Die Entscheidung der großen Sender ist beispiellos und stellt einen Präzedenzfall dar, der zum Nachdenken über die Rolle der Medien einlädt. Es ist eine Sache, die Meinung eines Politikers einzuholen und dann darzulegen, daß das, was er gesagt hat, falsch ist – das haben CNN und Fox News getan. Eine andere Sache ist es, einem Politiker direkt das Wort abzuschneiden. Vielleicht läßt sich der Trumpismus eher mit Transparenz und ohne Zensur bekämpfen.

In der Vergangenheit haben die US-Medien, gerade wenn das Land gespalten war, stets die Meinung beider Seiten – pro und contra – wiedergegeben. Man sagt, das rechtspopulistische Trump-Phänomen führe zu einer Demokratie-Krise. Allerdings liegt die wahre Gefahr des Populismus darin, daß er zuerst zur Selbstauflösung des Liberalismus führt. Und genau diesem Liberalismus wurden durch das Verhalten der Medien Meinungsfreiheit und Toleranz genommen.

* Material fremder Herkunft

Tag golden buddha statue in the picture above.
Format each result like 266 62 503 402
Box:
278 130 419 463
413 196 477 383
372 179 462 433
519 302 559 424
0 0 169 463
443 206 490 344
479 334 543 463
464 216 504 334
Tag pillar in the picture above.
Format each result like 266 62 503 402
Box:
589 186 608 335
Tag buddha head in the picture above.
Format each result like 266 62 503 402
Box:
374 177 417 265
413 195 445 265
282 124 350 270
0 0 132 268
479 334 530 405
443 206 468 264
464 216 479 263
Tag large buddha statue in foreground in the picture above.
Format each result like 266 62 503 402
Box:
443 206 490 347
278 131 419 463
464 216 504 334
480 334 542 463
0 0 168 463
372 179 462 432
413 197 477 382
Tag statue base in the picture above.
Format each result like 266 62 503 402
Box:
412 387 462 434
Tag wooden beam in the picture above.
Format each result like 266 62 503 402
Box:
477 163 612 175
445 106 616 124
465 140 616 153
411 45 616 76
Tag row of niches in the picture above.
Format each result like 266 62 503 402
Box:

Diese Fehleinschätzung sowohl der Medien als auch der Meinungsforscher vor der Wahl zeigt in alarmierender Deutlichkeit, daß die politischen Eliten die Kontrolle über das demokratische System der USA immer mehr an die breiten Massen verlieren. Die Stimmen der Wahlleute entsprechen nicht mehr dem Willen einer bunten Bevölkerung. Auch die Mainstream-Medien werden von den neuen, dynamischen sozialen Medien herausgefordert. Positiv ist, daß die einfache Bevölkerung, die meist nicht an Umfragen teilnehmen will, dort immer mehr ihre eigene Stimme hörbar macht. Das zumindest läßt uns Bürgerliche auch hoffen.